In Kent, the LMC has recently agreed with hospital trusts a process whereby practices are able to raise issues arising from the interface with secondary care, in which practices are first asked to send anonymised details (for example, anonymised outpatient clinic letters) to the LMC.

The BMA has also encouraged practices to push back on inappropriate workload and created letter templates to help GP practices push it back from ICBs, prescribers and hospitals.

Meanwhile, GPs told Pulse that patients often come to them for translation of complicated hospital letters, which adds to their workload, after a report found that patients who do not speak English are at risk of delayed diagnosis because hospitals do not provide appointment letters in other languages.

Last month, GPs raised doubts about a new alert systems being used in some areas to report pressures in general practice, which in their current form seem to be of ‘very little value’.


          

READERS' COMMENTS [5]

Please note, only GPs are permitted to add comments to articles

Tim Atkinson 4 May, 2023 4:01 pm

A waste of time, it’s been tried before numerous times.
1. It takes more time to report the miscreant than to simply do the task requested.
2. Whilst it may vex some partners, locums/salaried drs/PNs & paramedics do not have the same knowledge of the contract and/or vested interest in fixing the issue and are thus less likely to make the effort to report the problem.
3. There are no sanctions that can be brought against secondary care doctors for workload dumping so the result of such reporting is likely to be a shrug of the shoulders or some rubbish about Med3s being unavailable in the outpatient department.

Until secondary care is penalised financially for workload dumping and a process found to return the work to the secondary care doctor responsible without unduly inconveniencing the patient nothing will change.

Turn out The Lights 4 May, 2023 4:51 pm

Spot on secondary care will ignore as no penalty.Done before nothing ever happen just continues.Time to leave the sinking ship if you can.

Keith Greenish 5 May, 2023 11:25 am

@Tim Atkinson point 2, sadly hospital clinical staff do not understand the Standard Hospital Contract and C2C referral guidelines let alone NG 12 guidance on 2ww referrals within 2° care and genuinely think that GPs are obliged to do their work for them.
I am currently engaged in a complaint regarding a patient for whom I was directed by Trust clinicians, with no urgency, to make a 2ww referral on 2 occasions regarding the same problem, resulting in a 42 day delay in an appropriate 2ww referral being made.
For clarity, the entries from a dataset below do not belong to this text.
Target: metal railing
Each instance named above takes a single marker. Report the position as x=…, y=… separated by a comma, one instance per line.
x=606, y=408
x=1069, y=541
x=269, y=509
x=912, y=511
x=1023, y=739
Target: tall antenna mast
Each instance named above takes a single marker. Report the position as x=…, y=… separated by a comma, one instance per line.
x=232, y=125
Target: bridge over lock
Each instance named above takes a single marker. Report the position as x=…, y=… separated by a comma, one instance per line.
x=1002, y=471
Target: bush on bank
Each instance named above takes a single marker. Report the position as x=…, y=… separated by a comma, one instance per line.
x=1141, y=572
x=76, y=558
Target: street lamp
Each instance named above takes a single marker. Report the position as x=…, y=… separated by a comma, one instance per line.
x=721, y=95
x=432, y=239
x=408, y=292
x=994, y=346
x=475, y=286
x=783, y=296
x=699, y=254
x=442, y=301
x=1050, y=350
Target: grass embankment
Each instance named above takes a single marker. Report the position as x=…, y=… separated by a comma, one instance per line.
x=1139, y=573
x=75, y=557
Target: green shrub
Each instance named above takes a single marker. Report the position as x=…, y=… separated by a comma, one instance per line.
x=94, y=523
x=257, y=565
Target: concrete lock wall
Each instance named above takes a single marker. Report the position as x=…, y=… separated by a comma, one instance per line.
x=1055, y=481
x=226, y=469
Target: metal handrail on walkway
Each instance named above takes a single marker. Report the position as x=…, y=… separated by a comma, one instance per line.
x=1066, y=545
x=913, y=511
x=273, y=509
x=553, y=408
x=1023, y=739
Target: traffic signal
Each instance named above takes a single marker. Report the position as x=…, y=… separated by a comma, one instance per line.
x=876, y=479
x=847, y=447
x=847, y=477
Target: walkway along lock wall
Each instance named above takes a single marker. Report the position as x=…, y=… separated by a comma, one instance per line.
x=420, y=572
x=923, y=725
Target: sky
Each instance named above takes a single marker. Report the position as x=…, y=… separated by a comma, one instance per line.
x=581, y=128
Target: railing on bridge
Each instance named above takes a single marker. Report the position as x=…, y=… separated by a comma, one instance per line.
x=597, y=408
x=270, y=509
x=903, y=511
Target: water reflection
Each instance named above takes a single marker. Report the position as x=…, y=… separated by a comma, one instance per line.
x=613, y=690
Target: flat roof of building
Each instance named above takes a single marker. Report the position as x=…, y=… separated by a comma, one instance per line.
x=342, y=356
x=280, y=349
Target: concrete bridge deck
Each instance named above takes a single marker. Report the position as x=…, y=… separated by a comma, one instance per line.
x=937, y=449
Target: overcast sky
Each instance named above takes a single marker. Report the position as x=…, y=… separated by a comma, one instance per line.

The only person to whom I spoke who actually understood the system was a secretary!
In the absence of any penalty system hospital management have no incentive to stop this abuse. I would suggest a fine for every infraction, either on a sliding scale, say minimum £100 for GP to do prescription/Med 3, £500 for GP to chase results/arrange investigation, to several thousand for the above example, or a flat rate of say £1000 for everything, this money to be paid directly to the ICB Primary Care fund and to be managed by the ICB.
Equally sadly HMG/DHSC/NHSE refuse to accept the looming disaster in Primary Care so are unlikely to support this move. Too late now to submit a motion to Conference, I hope someone has.

Anonymous 5 May, 2023 9:45 pm

Sadly all too correct.
Hospital doctors have no clue. Sadly some lazy hospital consultants fuel this workload dump.

However, they are all first to criticise primary care amongst each other saying GP did or didn’t do something etc.